Now we can simply use this specification inside our controller. Let's go back to the CoursesController, and inside GetCourseMethod, we need a new variable which will store our specification; let's call it spec and it's going to be equal to new CoursesWithCategoriesSpecification(). Let's import it. To use it, we will have to create a new instance of it, which we're doing right now. We can pass spec to our ListAllAsync method, but we will see an error because this method doesn't accept any specs. For this, we have created ListWithSpec, so let's use that instead.

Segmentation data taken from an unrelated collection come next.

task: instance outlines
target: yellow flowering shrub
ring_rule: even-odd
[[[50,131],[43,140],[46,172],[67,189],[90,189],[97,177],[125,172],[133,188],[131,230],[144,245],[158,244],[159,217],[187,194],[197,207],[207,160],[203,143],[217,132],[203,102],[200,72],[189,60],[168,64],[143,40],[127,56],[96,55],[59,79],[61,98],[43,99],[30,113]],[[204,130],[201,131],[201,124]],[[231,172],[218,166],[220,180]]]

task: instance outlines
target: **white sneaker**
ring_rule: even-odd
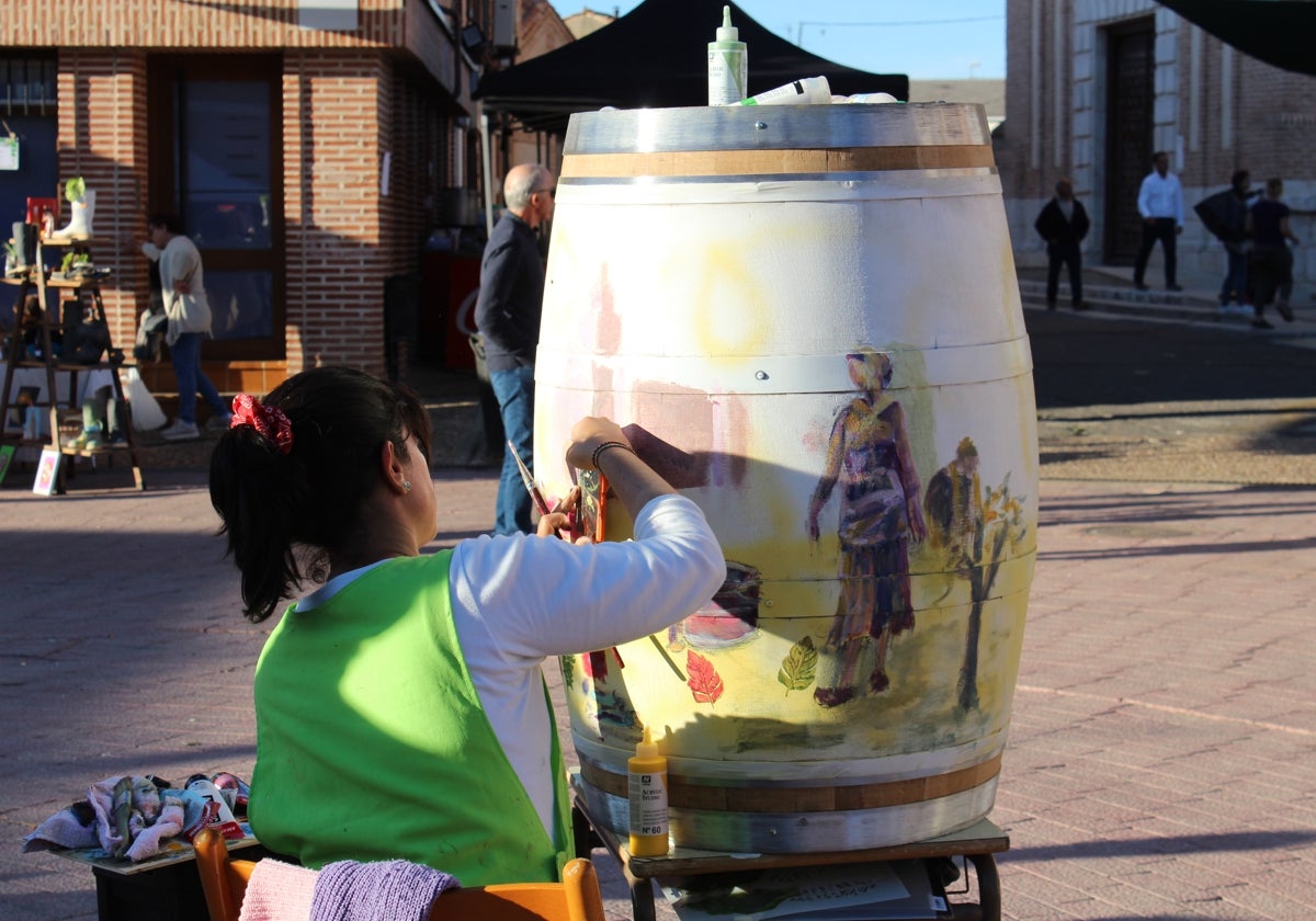
[[[161,429],[161,438],[164,441],[187,441],[200,437],[201,433],[197,430],[196,422],[184,422],[180,418],[175,418],[167,428]]]

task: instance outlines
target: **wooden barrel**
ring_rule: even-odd
[[[537,474],[583,414],[708,516],[724,591],[563,660],[586,796],[669,758],[672,839],[878,847],[991,809],[1036,557],[1032,361],[975,105],[572,116]],[[609,507],[609,539],[630,521]],[[624,664],[622,664],[624,663]]]

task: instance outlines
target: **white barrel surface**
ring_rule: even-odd
[[[684,622],[563,660],[596,814],[625,832],[644,725],[679,846],[878,847],[990,812],[1037,433],[980,107],[572,116],[536,375],[549,492],[562,433],[609,416],[728,559]],[[629,535],[616,503],[607,526]]]

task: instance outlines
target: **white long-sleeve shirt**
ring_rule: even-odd
[[[1138,188],[1138,213],[1148,217],[1173,217],[1177,226],[1183,226],[1183,189],[1179,178],[1173,172],[1163,176],[1153,170]]]
[[[328,582],[297,612],[374,566]],[[665,630],[713,596],[726,560],[699,507],[666,495],[636,516],[632,541],[578,547],[526,534],[479,537],[457,545],[447,578],[475,691],[551,838],[555,726],[544,705],[544,660]]]
[[[196,243],[175,234],[163,250],[154,243],[142,243],[142,253],[161,266],[161,293],[168,317],[164,341],[174,345],[182,333],[209,333],[211,304],[205,299],[205,276]],[[175,282],[182,282],[187,293],[175,291]]]

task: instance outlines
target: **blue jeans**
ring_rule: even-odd
[[[516,367],[509,371],[491,371],[490,383],[497,397],[503,430],[516,445],[525,466],[534,471],[534,368]],[[512,451],[503,447],[503,475],[497,482],[497,504],[494,509],[495,534],[530,534],[530,493],[521,482]]]
[[[1220,303],[1242,304],[1248,297],[1248,254],[1236,253],[1232,247],[1225,247],[1229,257],[1229,268],[1225,270],[1225,282],[1220,286]]]
[[[178,378],[178,417],[196,425],[196,395],[211,404],[216,416],[226,416],[229,408],[220,399],[215,384],[201,371],[201,339],[205,333],[180,333],[178,342],[168,347],[168,359]]]

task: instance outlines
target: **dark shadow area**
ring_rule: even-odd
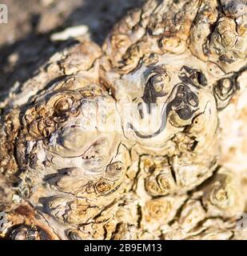
[[[91,39],[102,45],[114,25],[129,10],[139,7],[144,2],[143,0],[78,2],[79,6],[76,6],[64,21],[62,20],[61,25],[46,32],[40,32],[38,29],[42,14],[31,13],[29,20],[31,29],[29,33],[11,43],[0,46],[0,100],[15,82],[22,83],[33,77],[36,70],[54,54],[76,42],[75,40],[52,42],[51,34],[70,26],[86,25]]]

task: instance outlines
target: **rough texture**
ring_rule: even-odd
[[[1,237],[247,238],[246,9],[146,1],[4,97]]]

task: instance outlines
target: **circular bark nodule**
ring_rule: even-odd
[[[0,237],[246,238],[246,15],[143,1],[6,94]]]

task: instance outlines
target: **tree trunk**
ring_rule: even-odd
[[[247,238],[246,10],[145,1],[5,94],[0,237]]]

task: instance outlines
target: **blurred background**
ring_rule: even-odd
[[[2,0],[8,22],[0,24],[0,98],[23,82],[73,40],[53,40],[66,28],[85,26],[85,37],[102,44],[114,23],[144,0]],[[86,30],[87,29],[87,30]],[[82,30],[82,27],[81,27]]]

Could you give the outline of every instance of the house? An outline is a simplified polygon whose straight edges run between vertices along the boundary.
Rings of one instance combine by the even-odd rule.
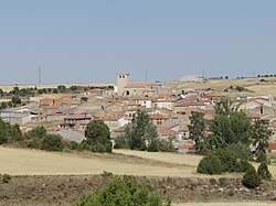
[[[269,152],[269,153],[276,152],[276,142],[268,143],[268,147],[266,148],[266,151]]]
[[[116,94],[124,96],[151,96],[159,94],[160,89],[160,83],[130,83],[128,73],[117,74],[117,85],[114,87]]]
[[[64,124],[67,129],[85,130],[86,124],[92,120],[92,117],[86,113],[70,113],[64,117]]]
[[[206,106],[200,99],[198,99],[198,100],[180,100],[180,101],[176,102],[176,105],[174,105],[174,111],[177,113],[185,111],[187,108],[205,109]]]
[[[184,83],[202,83],[204,77],[201,75],[187,75],[180,78],[180,82]]]
[[[11,124],[23,126],[35,115],[28,107],[9,108],[1,111],[0,117]]]
[[[114,131],[125,124],[129,123],[129,120],[125,119],[123,116],[116,115],[105,115],[104,117],[97,119],[104,121],[110,131]]]
[[[149,118],[152,120],[152,122],[157,126],[157,127],[163,127],[166,121],[168,119],[170,119],[168,116],[163,116],[163,115],[150,115]]]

We can use the same Specification for our GetCourse method. In GetCourse method, we will have to use an expression which will check the id. Let's go to our specification, and this time, generate a constructor which takes a criteria. For this one, we can take this criteria from here and pass the parameter which we want to provide; so, we will pass Guid id, and inside base, we will provide the expression which checks if x.Id is equal to the id that we're providing. If we go to our BaseSpecification, we have two constructors. One is the empty one which we just created. We can use it when we just want to use our IncludeMethod; second one takes an expression, the expression which we provided right now. We can also pass Include statement in here. we would also like to include the Requirements and Learnings, so let's copy it and replace Category with Requirements and Learnings.